Lord Carlile of Berriew, the committee's chairman, said the "fundamentally flawed" draft legislation pandered to public misconceptions about violence and mental illness, and failed to protect patients' rights.
"Far too many people could be forced into treatment unnecessarily. They can be detained even though the treatment they receive does not help their condition and they can be detained compulsorily even if they are perfectly capable of making their own decisions," he said.
"This is well beyond what is required and the committee believes that ministers should consider redrafting significant sections of the Bill."
Lord Carlile said that it was virtually impossible to predict whether a patient with a personality disorder might harm other people.
His committee had examined volumes of evidence on cases and had concluded "that there was no reliable evidence to show that anyone can predict those terrible outcomes".
"We fear that an awful lot of people could be locked up in psychiatric hospitals who pose no significant risk of harming others," he told BBC Radio 4's Today programme.
The parliamentary committee concluded that the Government should not "warehouse" people with personality disorders simply because the public was frightened of them, Lord Carlile said.
"Compulsory mental health treatment must be of therapeutic benefit.
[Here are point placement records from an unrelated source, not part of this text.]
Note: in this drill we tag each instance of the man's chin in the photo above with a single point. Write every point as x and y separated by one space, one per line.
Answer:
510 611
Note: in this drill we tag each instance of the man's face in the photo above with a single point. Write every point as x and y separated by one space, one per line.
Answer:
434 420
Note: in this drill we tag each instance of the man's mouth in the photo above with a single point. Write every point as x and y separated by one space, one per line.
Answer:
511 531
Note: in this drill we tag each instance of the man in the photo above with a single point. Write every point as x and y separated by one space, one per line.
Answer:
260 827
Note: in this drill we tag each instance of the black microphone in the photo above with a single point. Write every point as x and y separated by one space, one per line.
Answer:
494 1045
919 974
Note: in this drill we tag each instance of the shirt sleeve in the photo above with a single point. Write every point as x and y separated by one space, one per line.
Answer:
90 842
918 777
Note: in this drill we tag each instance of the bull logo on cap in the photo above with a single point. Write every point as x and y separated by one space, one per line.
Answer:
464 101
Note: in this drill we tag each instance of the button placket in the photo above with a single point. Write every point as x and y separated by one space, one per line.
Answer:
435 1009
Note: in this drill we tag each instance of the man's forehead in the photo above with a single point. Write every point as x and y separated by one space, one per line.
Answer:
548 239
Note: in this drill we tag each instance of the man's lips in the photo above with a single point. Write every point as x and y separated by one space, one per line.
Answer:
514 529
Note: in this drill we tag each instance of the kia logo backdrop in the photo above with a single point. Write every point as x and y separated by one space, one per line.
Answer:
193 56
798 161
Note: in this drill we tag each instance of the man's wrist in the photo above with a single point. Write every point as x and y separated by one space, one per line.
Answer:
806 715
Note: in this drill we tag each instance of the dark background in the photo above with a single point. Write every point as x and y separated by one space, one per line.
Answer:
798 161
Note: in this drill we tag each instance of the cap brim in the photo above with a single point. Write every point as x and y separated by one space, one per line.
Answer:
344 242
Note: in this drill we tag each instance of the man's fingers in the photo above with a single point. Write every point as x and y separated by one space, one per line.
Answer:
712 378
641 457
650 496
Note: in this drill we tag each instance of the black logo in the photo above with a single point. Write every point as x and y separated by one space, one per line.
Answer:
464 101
We fear the risk of mental health ASBOs, or a kind of concentration camp mentality."
Rosie Winterton, the health minister, said the Government wanted to increase safeguards for the "small number" of people detained because they posed a risk to themselves or others.
However, she said there was a balance to strike with public protection issues.
"The problem we have with the current Bill is that people who have a personality disorder and may be a very serious risk to others or to themselves may be considered untreatable," she told Today.
Ms Winterton was concerned that patients with a dual diagnosis - who suffered from drug dependency or were paedophiles as well as having a personality disorder - might be excluded from receiving any treatment because of their personality disorder.
"What this Bill does is to update the legislation so that where people have not been able to receive treatment...what this does is to provide that treatment for them and to say yes, there is an ability (to detain people). But they have to fulfil five very strict conditions and they have to be approved by an independent mental health tribunal."
Paul Farmer, the chairman of the Mental Health Alliance, which represents the 50 largest mental health groups, said the government should withdraw the Bill and draft a new version based on the committee's recommendations. "The committee has clearly listened to service users, carers, professionals and charities," he said.
The committee concluded that:
The MPs and peers also have major concerns about lack of resources to implement the Bill. Without adequate staffing and funding, they say the new tribunal will fail to improve patient safeguards, and mental health will remain the Cinderella service of the NHS.